VMware Horizon 6 (View) Firewall & Network Ports

Posted on 20 Jun 2014 by Ray Heffer

Updated (July 3rd 2014): Even higher resolution, includes RDS (Remote Desktop Session) hosts, Workspace Portal, MMR and correct PCoIP ports (TCP and UDP)

Back in April 2012 I posted my original View network firewall ports diagram, and it’s been used widely both internally at VMware and in the community. Since Horizon 6 launched this week I thought I’d create a brand new full size diagram to include Cloud Pod Architecture. This updated diagram contains a better layout and a new color theme to boot! This image is 3767 x 2355 pixels, so simply click to enlarge then ‘Save Image’ to get the full size HD version.

You’ll notice the addition of VIPA (View inter-pod API) and ADLDS port 22389 which are both used for Cloud Pod Architecture. Bear in mind that between your View Pods, you will still require the usual Active Directory ports.
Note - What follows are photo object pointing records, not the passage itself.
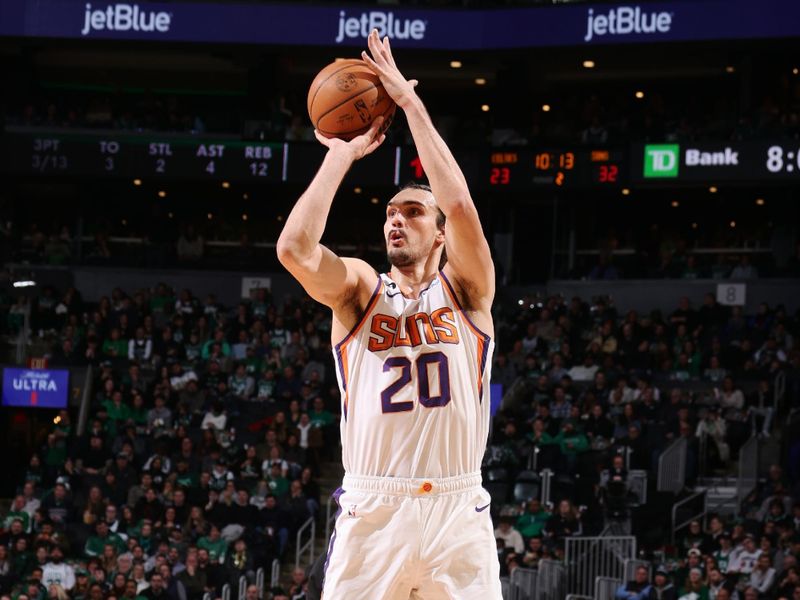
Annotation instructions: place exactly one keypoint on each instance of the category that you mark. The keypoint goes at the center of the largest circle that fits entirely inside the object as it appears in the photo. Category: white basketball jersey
(414, 377)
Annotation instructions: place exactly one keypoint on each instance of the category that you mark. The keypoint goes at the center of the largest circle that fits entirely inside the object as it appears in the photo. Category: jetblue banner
(285, 24)
(35, 388)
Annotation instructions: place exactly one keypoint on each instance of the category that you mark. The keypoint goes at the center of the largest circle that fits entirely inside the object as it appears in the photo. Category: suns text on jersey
(387, 331)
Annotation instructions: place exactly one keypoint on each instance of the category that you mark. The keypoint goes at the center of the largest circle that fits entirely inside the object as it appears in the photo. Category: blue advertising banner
(35, 388)
(285, 24)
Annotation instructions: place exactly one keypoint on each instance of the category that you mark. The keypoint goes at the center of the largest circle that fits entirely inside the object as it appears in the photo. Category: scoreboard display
(570, 168)
(155, 156)
(140, 157)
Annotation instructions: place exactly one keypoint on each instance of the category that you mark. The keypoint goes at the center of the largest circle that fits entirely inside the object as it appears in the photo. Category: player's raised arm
(326, 277)
(468, 257)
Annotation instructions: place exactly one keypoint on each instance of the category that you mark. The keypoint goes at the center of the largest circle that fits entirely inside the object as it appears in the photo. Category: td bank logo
(661, 160)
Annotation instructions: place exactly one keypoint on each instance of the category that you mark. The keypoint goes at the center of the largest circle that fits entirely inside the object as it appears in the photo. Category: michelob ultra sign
(35, 388)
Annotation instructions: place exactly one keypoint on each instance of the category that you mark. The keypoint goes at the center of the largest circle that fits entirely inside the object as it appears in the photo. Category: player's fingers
(375, 127)
(374, 145)
(376, 68)
(374, 45)
(387, 50)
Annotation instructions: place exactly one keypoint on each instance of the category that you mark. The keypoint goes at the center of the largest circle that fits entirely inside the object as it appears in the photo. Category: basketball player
(413, 349)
Key Firewall Considerations for VMware Horizon 6

• TCP 8472: View interpod API (Cloud Pod Architecture) – NEW
• TCP 22389: Global ADLDS (Cloud Pod Architecture) – NEW
• HTTPS (443): Horizon Client access, authentication and RDP tunnel (HTTPS Secure Gateway)
• HTTPS (8443): Used by HTML Access (Blast)
• HTTPS (22443): HTML Access (Blast) to Virtual Desktops
• TCP 9427: Used by Windows multimedia redirection (MMR)
• TCP 32111: USB Redirection
• ESP (Protocol 50) used for Security Server and Connection Server IPSEC communication (requires Windows firewall with Advanced Security to be enabled)
• UDP 500: IPsec negotiation for Security Server and Connection Server communication and pairing.

For a full list of network ports please refer to the latest Horizon 6 documentation.